R: Eu tenho 17 anos, então, como diria o The Verve, "sou um milhão de pessoas diferentes de um dia para o outro". As minhas experiências estão constantemente mudando o meu jeito de pensar e principalmente de escrever. Todos os dias eu sinto que não estou escrevendo do mesmo jeito que eu fazia literalmente ontem, o que é engraçado, porque me dá a impressão de que, quando eu concluir seja uma fanfic ou um livro, as pessoas vão pensar que foram vários autores que escreveram a mesma história. Na verdade terá sido apenas eu em meus diversos modos e transições.
9 — Qual foi a maior lição, ao escrever/ler uma fanfic, que você aprendeu?
R: Que não é possível, nunca, jamais, agradar a todos. E também que, se você desagradou à maioria, isso nem sempre significa que o que você fez foi mal feito. Eu já vi fanfics realmente deploráveis fazerem um sucesso imenso, e fanfics maravilhosamente bem escritas não terem nem cinco comentários. Até aquelas que eram muito boas e ganharam a atenção que mereciam, não agradavam todo mundo. A verdade é que isso não importa.
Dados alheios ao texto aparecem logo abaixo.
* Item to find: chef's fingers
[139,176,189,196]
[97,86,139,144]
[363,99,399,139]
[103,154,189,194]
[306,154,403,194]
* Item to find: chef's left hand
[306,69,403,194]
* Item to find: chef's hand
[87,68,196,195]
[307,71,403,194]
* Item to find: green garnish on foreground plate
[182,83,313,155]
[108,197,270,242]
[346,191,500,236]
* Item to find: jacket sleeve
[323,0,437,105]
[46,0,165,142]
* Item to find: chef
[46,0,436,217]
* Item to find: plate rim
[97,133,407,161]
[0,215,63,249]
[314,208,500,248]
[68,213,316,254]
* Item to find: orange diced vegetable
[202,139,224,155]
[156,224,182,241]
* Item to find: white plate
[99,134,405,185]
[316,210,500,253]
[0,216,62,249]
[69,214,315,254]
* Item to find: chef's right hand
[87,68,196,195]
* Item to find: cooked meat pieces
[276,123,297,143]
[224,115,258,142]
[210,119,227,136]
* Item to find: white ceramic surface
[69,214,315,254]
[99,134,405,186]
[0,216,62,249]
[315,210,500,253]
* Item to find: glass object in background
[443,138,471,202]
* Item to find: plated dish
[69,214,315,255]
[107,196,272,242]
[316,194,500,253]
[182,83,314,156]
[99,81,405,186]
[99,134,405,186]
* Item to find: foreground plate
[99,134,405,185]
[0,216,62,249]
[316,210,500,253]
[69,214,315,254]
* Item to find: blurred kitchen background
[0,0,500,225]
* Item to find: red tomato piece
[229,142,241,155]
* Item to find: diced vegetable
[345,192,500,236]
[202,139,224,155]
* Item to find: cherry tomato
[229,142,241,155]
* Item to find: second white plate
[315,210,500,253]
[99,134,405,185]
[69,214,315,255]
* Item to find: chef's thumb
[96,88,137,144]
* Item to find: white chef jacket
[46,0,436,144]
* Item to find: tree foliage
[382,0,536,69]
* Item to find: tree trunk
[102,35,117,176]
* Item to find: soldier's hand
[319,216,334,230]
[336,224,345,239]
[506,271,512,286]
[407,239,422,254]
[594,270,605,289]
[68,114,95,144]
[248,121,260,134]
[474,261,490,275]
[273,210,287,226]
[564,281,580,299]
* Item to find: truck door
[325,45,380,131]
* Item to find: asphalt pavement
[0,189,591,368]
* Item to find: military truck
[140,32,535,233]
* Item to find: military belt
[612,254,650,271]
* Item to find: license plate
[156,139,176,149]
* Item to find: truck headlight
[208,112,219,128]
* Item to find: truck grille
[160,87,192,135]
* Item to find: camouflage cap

E especialmente no que diz respeito ao mundo das fanfics, o importante é você se divertir escrevendo sobre os seus ídolos ou qualquer outra coisa do seu interesse.
10 — Imagino que pelo português ótimo que você tem, você deve ler muitos livros, correto? Faça uma lista entre 5 e 10 livros que você já leu e que recomenda (sejam eles por serem bons na própria cultura, ou literatura, ou então porque lhe tocaram de alguma maneira).
R: Obrigada, e sim, eu adoro ler! Uma lista com dez livros que eu recomendo, em ordem aleatória:
1. O Mundo de Sofia - Jostein Gaarder
2. O Caçador de Pipas - Khaled Hosseini (A maioria conhece apenas pelo caráter "você vai chorar ao ler", mas a razão pela qual eu indico é menos a história e mais a maneira como o Hosseini escreve. Ninguém sabe ser poético em prosa do jeito dele. Ninguém.)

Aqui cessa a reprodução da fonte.